Ayrık Otu
  1. Anasayfa
  2. Deneme

Ayrık Otu

0

Ayrık Otu

Yine de diyorum sabahı var gecenin kulağımda. Türlü türlü enstrümanlar konuşuyor ne güzel cümleler, nasıl güzel hayaller, umutlarıma yeşillik katıyor melodiler. Gözlerimi kapatıyorum her yer yeşil, her yer mavi, gözlerimi kapatıyorum göğe bakmalara doyamıyorum.

Ne aile, ne dost, ne gelecek, ne geçmiş, ne sevgili, ne şimdiki zaman var. Dilimin ucuna kadar büyüyen kalbimin sıcaklığı kursağımı dolduran heveslerin arasında. Tek derdim kulağımın dibinde vızıldayarak dolaşan arı. Çok can yakıyor mübarekler. Ne tuhaflar ama can yakınca ölüyorlar, kıyamıyorum bu yüzden. Bir de bizim cangılın soytarılarına bak, can yakmadan yaşayamıyorlar.

Ayrık otu gibiyiz birbirimizin. Hiçbirimiz birbirimizi sevmiyoruz ama hep burnumuzun dibindeyiz, her yer insan.

Akıl hiç göstermez kendini insanoğluna. Akla platonik âşık gibiyiz. Akılla olmakla alakamız yok ama mantıklı olmalara da nasıl hayranız!? Yaklaştıkça da kaçıyoruz. Bir dakika, bir dakika kaçıyor muyuz yoksa kaçırıyor muyuz?

Gözlerimi açmak istemiyorum bu ağaç altı, bu göğe bakma hali ne de güzel. Zamansız mekânlarda hayaller ya da acı gerçekler olmadan öylece bakakalmak ne güzel. Başım kimsenin omzunda ya da dizinde değil ne güzel. Başımın yükü benim kollarımda ne güzel.
Soru var, sorun var ama soran da benim cevaplayan da hatta sorun da benim ne güzel, nasıl güzel.

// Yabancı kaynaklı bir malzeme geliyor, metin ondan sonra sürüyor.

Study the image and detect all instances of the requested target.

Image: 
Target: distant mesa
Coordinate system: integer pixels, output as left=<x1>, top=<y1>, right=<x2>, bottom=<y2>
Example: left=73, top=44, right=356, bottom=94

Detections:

Bir sıcaklık hissediyorum. Güneş ısıtıyor desem, yoo güneş yok tepede bu da neyin nesi derken, bir de bakıyorum sıcağı sıcağına bir ayrık otu bitmiş yanımda. Bir rahat yok buralarda bile diyerek açıyorum gözlerimi. Sabaha ne kalmış ne kadar kalmış diye akrebin yelkovanı mı yoksa yelkovanın mı akrebi yakalamaya çalıştığını çözemediğim âşıkların ne zamandır kaçak oynadıklarına bakıyorum tam bakarken bir kızıllık doğuyor az eşyalı bol sayfalı odama. Vakit tamam, bu geceyi de atlattık, şimdi keyfini çıkarma zamanı dur gitme demeyeceğim inan. Gece, karanlığın içimi acıtıyor, gündüzün kirini acıya tercih etmeye karar veriyorum yine kızılına aldanıp, fakat biliyorum benim sadakatli dostum gecedir.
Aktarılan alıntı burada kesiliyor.